In November last year, AT&T stopped using its equivalent version of the UIDH but Verizon at the time chose not to on the basis that “it is unlikely that sites and ad entities will attempt to build customer profiles” using its identifiers. It downplayed the cybersecurity and privacy concerns by explaining that users can opt-out of Verizon’s mobile advertising programs and this stops the unique customer code being used by Verizon and third parties.
However, a recent blog post by Jonathan Mayer reported that Turn, a major ad tech company and advertising partner of Verizon, was using the UIDH to respawn cookies which had been deleted and was able to use Verizon’s unique customer codes to continue tracking users. As a New York Times story last weekend confirmed:
“In effect, Turn found a way to keep tracking visitors even after they tried to delete their digital footprints”
Mayer found that Turn had attached Verizon’s UIDH onto its existing cookie-tracking tools and then used the information contained in the header to reconstruct a missing or deleted cookie. This meant that when a user on a mobile device who had previously deleted the tracking cookie for a site landed on the same site again, Turn was able to identify the user from the device header and use that information to respawn the deleted cookie.
The UIDH also appeared even when Mayer tested accounts which had opted-out of Verizon’s ad targeting programs, Relevant Mobile Advertising and Verizon Selects.

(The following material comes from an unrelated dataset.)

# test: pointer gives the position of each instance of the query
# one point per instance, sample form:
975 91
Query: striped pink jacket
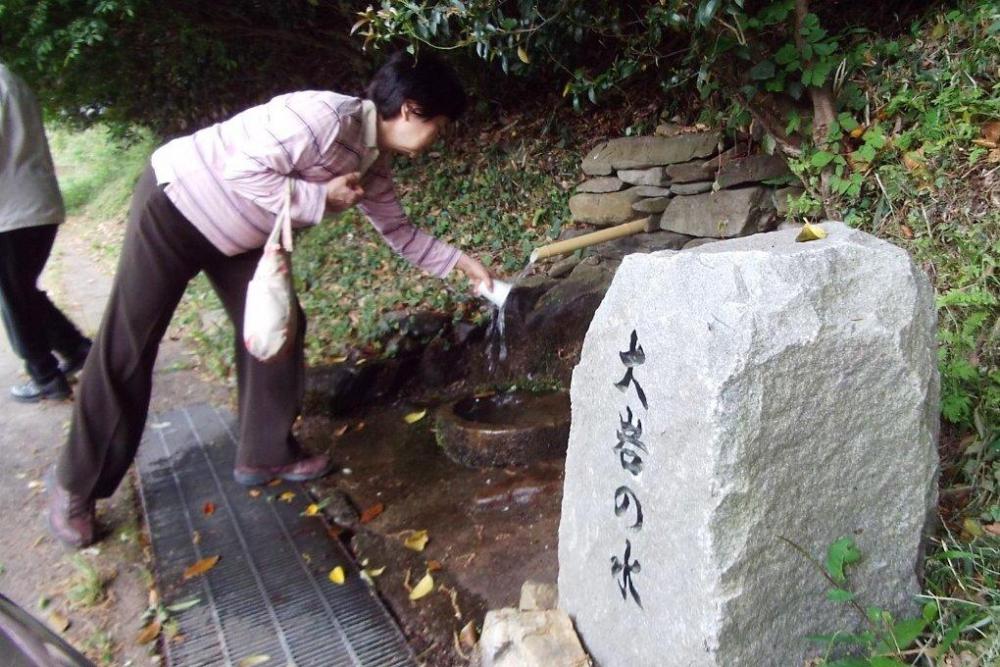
229 179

Reporting on Verizon’s use of the ‘zombie cookies’, the Electronic Frontier Foundation identified various ways in which they differ from standard cookies. Firstly, they are tied to a data plan:
“anyone who browses the web through a hotspot, or shares a computer that uses cellular data, gets the same [UIDH] header as everyone else using that hotspot or computer. That means advertisers may build a profile that reveals private browsing activity to coworkers, friends, or family through targeted advertising”.
Secondly, they can’t be seen by the user or changed in the device’s browser settings.
Finally, each customer code doesn’t belong to a single site but instead is
“shared with all unencrypted websites a user visits, making it easier for ad networks to track that user across many sites in a way not possible with cookies alone”.
Following the recent reports and criticism within the tech industry, Turn has reassessed and no longer uses the ‘zombie cookies’. The recent report has also raised questions, particularly in the US, over whether ISPs should be reclassified as “common carriers” (akin to telecoms services) which would restrict their ability to collate and sell customer data to ad targeting companies.